Mohon tunggu...
Nana Cahana
Nana Cahana Mohon Tunggu... Dosen - Menekuni literasi, pendidikan dan sosial

Mengajar Rumpun Ilmu Pendidikan di Institut Studi Islam Fahmina (ISIF) Cirebon Jawa Barat Kunjungi saya di: https://www.facebook.com/nanacahanajaya?mibextid=ZbWKwL https://www.instagram.com/nana_cahana/

Selanjutnya

Tutup

Sosbud Pilihan

Cadar dalam Persilangan Budaya

24 Oktober 2019   16:10 Diperbarui: 24 Oktober 2019   16:24 475
+
Laporkan Konten
Laporkan Akun
Kompasiana adalah platform blog. Konten ini menjadi tanggung jawab bloger dan tidak mewakili pandangan redaksi Kompas.
Lihat foto
Perempuan bercadar (Foto: canva.com)

Penggunaan cadar di Indonesia semakin marak. Bersamaan dengan maraknya penggunaan cadar, pro-kontra pun muncul antara akademisi, agamawan, mahasiswa bahkan masyarakat luas. Keadaan ini memunculkan polemik berupa larangan bercadar di beberapa kampus di Indonesia. Salah satunya, pada bulan Maret 2018, pihak UIN Sunan Kalijaga mengeluarkan surat edaran yang melarang mahasiswinya memakai cadar atas alasan pencegahan ideologi anti Pancasila. Meskipun pada bulan yang sama, demi menjaga iklim akademik yang kondusif, edaran tersebut dicabut.

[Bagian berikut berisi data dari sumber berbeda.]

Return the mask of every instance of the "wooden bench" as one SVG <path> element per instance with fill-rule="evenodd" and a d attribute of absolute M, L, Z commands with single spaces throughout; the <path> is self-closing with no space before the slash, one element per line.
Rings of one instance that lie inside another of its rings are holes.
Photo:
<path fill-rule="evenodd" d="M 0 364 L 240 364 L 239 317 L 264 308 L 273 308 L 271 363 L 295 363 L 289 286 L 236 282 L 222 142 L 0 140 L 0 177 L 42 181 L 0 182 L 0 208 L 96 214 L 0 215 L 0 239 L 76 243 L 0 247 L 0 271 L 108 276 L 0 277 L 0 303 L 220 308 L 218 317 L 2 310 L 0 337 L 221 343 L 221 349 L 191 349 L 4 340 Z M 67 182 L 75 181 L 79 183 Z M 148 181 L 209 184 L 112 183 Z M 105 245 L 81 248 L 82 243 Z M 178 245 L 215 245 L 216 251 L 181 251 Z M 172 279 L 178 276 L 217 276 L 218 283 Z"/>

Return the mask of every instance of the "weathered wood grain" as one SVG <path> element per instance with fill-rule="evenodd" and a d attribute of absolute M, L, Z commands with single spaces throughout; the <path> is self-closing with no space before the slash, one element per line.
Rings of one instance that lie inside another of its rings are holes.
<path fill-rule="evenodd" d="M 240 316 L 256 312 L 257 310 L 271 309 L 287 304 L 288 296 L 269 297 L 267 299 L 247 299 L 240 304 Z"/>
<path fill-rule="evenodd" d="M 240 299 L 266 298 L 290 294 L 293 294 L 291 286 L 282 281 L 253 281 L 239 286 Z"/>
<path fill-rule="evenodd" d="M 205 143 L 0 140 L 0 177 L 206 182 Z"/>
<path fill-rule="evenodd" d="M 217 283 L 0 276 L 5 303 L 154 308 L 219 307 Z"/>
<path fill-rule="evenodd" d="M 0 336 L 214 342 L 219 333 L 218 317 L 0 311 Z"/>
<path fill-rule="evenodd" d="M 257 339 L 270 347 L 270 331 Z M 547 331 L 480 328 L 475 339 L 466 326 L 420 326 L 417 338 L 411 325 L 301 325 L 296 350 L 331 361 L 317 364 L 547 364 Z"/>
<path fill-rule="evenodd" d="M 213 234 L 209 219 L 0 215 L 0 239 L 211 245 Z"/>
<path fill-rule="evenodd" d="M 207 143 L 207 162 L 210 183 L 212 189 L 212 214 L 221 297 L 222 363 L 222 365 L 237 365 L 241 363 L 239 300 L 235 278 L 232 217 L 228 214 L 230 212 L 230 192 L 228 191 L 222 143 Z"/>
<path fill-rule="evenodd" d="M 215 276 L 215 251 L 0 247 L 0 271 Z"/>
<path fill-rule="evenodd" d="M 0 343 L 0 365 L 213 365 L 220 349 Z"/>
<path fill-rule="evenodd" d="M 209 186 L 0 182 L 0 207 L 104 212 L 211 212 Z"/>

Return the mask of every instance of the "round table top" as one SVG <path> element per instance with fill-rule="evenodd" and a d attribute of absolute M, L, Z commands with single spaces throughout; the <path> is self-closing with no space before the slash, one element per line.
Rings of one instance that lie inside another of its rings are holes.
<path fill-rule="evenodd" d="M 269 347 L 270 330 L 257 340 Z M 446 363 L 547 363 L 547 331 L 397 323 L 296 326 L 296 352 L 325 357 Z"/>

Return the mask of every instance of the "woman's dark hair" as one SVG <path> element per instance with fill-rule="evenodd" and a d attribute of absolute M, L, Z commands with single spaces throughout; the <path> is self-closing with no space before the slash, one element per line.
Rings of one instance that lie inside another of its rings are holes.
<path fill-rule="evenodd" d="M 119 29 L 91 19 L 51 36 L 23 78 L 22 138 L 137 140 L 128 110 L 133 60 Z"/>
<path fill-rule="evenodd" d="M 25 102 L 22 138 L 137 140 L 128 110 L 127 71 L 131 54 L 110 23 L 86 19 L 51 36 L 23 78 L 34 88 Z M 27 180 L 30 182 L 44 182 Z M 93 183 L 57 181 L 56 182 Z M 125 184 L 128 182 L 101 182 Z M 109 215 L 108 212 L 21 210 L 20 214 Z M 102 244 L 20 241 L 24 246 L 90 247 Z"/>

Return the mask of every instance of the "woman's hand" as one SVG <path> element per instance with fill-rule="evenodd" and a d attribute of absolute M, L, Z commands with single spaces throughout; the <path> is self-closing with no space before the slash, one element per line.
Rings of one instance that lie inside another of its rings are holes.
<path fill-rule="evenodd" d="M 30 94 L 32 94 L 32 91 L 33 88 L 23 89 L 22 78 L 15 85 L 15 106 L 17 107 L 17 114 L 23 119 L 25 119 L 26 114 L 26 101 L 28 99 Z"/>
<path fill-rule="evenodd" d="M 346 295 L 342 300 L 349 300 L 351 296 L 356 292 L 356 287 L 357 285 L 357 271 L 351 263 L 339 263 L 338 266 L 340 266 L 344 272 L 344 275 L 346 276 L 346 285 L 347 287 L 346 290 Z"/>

Sekelumit tulisan di atas adalah gambaran ekspresi keagamaan pengguna cadar dan gambaran sikap defensif pihak kampus dari kekhawatiran munculnya paham radikalisme di kampus UIN Sunan Kalijaga yang menjadi jargon toleransi. Bila ditelisik, kampus yang toleran seharusnya memberikan kebebasan kepada mahasiswanya untuk mengekspresikan keagamaannya sehingga tidak ada larangan bahkan ancaman dikeluarkan dari kampus. 

Perang wacana biasa dilakukan, maka seyogyanya ilmu dan ideologi yang ada didiskusikan secara intelektual. Siapapun bisa menjadi bagian pengembangan wacana terlepas dari apa yang dikenakan, ideologi yang dianut, orientasi seksual, bahkan kelas sosialnya. Dengan demikian, pelarangan cadar--begitu pula mewajibkan bercadar--merupakan bentuk diskriminasi dan melanggar UUD 1945 pasal 28 E ayat 1 dan 2.

Kenangan kita tentang kasus teror, bom bali dan bom bunuh diri lainnya inilah rupanya yang memunculkan stigma negatif sehingga diri ini sulit menerima fenomena bermunculannya muslimah bercadar. Betapa tidak, cadar ini lebih identik dipakai oleh istri-istri para pelaku teror di tanah air yang cenderung lebih eksklusif. 

Namun dewasa ini, fenomena baru muncul, beberapa muslimah telah sukarela memakai cadar dan mereka tetap bebas, tanpa khawatir dipandang kuno dengan balutan kain gamis dan cadar. Realitas ini - walau tidak sepenuhnya - dapat menggambarkan peningkatan ghirah keislaman di Indonesia. 

Aksi Bela Islam 212, munculnya beberapa organisasi Islam atau harakah-harakah secara massif di negeri ini seakan ada benang merahnya dengan isu-isu keagamaan dewasa ini. Hal ini bisa dikatakan menandakan geliat kebangkitan Islam kontemporer. Namun kebangkitan Islam tidak saja dilihat dari busana dan harakah yang bermunculan.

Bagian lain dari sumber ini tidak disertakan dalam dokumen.